Obama, Sarkozy and Cameron skipped the opening ceremonies for the International Year of Chemistry in Philly, Paris and London, but props go to Germany’s head of state, Angela Merkel–formerly a theoretical physicist/chemist herself–for showing up at the IYC shindig here in Berlin today.
She said some things we’ve heard before, such as how chemists could help solve energy problems (with, say, nanotechnology) and how they already had (by developing energy efficient materials for improved housing insulation, for example). She also talked about Marie Curie as a role model, the promise of young scientists and the irony of the public’s not entirely positive perception of chemicals given that we’re all composed of them.

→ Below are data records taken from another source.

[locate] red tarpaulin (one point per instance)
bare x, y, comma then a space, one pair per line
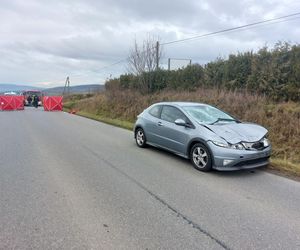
11, 103
53, 103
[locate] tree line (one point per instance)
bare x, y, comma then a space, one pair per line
272, 72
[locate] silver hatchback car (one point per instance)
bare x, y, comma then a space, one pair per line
207, 136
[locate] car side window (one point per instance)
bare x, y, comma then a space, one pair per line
171, 114
155, 111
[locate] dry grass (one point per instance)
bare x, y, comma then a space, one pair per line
281, 119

But instead of rushing in and out, Merkel stayed around long enough to award three teams of very cute elementary students awards for a competition called Formula One. Effectively, the teams had to build a chemical battery and then race a home-made car for 20 meters. And again, instead of shaking everybody’s hand and moving along, she grabbed the moderator’s mic and started interviewing the kids about their projects. Pretty classy.
Organizers chose the lovely Radialsystem as their IYC launching site. The red-brick water pumping station nestles the Spree River right at the border of the former East and West Berlin. It was renovated in 2006 into a space for the arts and renamed Radialsystem. There’s lots of dance and theater to be seen here, but the last time I stopped by was to listen to some guy’s brain (alpha) waves as he sat on stage with headphones, himself listening to a sequence of conversations which ranged from boring bureaucratic negotiations to presumably more interesting bedroom dialogues. This is also where Merkel spoke at the 2009 Falling Walls conference, on the 20th anniversary of the fall of the Berlin Wall, where scientists gathered to discuss the ”walls” that needed to fall in science to improve the world.
After Merkel’s speech and the Formula One awards, there was another “let’s show off cute kids doing science to the audience” episode, which involved a bunch of eight-year-olds extracting dye from red cabbage–a doubly Deutsch activity given the country’s obsession with cooked red cabbage and their early dominance of synthetic dye chemistry.
Apparently, getting a ticket to the opening was something of a challenge (although riff-raff journalists were welcome in the press section), and not unsurprisingly, a healthy dose of the German academic and industrial chemistry community were in the audience or on stage.
It was actually all sometimes a bit surreal because the 350-strong audience was mostly middle-aged men in suits watching cute kids on stage while a Wellness Center musak soundtrack provided inspiration.
Well, as they say here, Es lebe der Unterschied (Vive la difference). So welcome, International Year of Chemistry, to Germany.